New policy to give fillip to power sector
Sanjay Dutta & Mahendra K Singh, TNN, 1 October 2009
NEW DELHI: The Cabinet is scheduled to take up on Thursday modifications in the mega power policy that will make it easier for generation
projects to qualify for financial and tax incentives besides giving a fillip to the sector in line with PM Manmohan Singh’s thrust on ramping up capacity addition.
The new norms are expected to drop the clause on mandatory privatisation of distribution networks for states that plan to buy electricity from plants of up to 1,000 mw. The modified policy also proposes to scrap the condition requiring a mega power project to sell electricity to states other than where they are located.
The proposal to drop the mandatory privatisation clause has been in the works since September 2007 after several states and the Left, which was then supporting the UPA government, had opposed it. Though the Left does not have any influence on UPA-2, opposition from the states still remain. Besides, opinion in government cirlces is that there may not be many takers for offers to privatise distribution networks in during the slowdown.
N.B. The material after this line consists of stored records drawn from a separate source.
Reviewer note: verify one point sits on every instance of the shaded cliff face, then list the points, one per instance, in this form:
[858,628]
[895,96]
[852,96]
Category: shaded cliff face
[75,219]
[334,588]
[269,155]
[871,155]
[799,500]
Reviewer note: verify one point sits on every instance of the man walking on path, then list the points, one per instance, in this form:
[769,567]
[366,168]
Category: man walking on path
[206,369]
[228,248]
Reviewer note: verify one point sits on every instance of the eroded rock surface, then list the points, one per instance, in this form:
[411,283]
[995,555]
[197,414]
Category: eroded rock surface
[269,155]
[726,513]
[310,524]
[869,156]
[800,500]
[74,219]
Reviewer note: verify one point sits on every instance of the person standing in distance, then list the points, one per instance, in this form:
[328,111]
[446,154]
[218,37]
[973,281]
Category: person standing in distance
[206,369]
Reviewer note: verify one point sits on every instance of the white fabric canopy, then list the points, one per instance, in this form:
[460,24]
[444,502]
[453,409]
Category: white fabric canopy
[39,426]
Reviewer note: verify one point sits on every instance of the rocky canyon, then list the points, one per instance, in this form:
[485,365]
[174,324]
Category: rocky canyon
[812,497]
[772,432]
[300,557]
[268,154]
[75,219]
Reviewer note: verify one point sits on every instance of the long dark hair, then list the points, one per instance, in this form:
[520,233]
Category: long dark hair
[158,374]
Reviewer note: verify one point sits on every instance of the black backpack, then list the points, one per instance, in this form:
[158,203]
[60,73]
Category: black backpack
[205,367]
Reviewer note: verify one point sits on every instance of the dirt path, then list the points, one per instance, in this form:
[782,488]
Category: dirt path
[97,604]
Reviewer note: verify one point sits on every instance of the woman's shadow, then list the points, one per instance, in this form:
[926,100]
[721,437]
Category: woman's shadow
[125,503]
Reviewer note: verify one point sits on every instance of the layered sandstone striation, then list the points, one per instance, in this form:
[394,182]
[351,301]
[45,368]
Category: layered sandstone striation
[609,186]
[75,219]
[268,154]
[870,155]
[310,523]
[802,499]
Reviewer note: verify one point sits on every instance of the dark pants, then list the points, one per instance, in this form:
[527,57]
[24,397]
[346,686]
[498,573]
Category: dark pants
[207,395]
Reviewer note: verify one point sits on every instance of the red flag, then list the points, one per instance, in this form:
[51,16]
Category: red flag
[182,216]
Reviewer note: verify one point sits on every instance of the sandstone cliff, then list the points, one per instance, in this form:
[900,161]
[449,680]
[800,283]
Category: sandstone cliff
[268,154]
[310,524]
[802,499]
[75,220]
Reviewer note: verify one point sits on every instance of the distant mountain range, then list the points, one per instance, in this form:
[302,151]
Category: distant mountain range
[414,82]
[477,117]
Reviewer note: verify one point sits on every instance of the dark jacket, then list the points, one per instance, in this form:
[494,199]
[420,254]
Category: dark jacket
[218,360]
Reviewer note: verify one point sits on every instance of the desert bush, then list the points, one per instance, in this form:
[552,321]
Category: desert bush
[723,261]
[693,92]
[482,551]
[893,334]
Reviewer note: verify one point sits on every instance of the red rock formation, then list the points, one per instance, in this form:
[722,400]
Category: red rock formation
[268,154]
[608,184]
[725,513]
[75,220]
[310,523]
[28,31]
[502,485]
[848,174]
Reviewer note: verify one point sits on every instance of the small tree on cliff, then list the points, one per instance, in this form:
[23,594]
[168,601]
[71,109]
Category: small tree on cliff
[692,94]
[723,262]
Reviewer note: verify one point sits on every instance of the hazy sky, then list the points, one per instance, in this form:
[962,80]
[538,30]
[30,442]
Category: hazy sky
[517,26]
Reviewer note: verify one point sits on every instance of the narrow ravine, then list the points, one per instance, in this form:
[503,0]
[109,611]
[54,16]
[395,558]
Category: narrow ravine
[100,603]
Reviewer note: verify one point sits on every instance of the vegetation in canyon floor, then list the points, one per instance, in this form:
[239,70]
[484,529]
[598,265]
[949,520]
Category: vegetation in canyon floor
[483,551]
The clause on inter-state power sale is being done away in view of the rise in demand in states, making it possible for industrialised ones such as Maharashtra and Gujarat to consume all the 1,000 mw that a mega power project can generate. Giving a thrust to enhancing generation capacity, the changes also propose to give ‘mega’ status to captive and merchant power plants if they fulfill other conditions in policy, including their size — 1,000 mw for fossil fuel-fired plants and 500 mw for hydel units. Mega status will entail fiscal benefits such as tax holidays and duty breaks on import of equipment.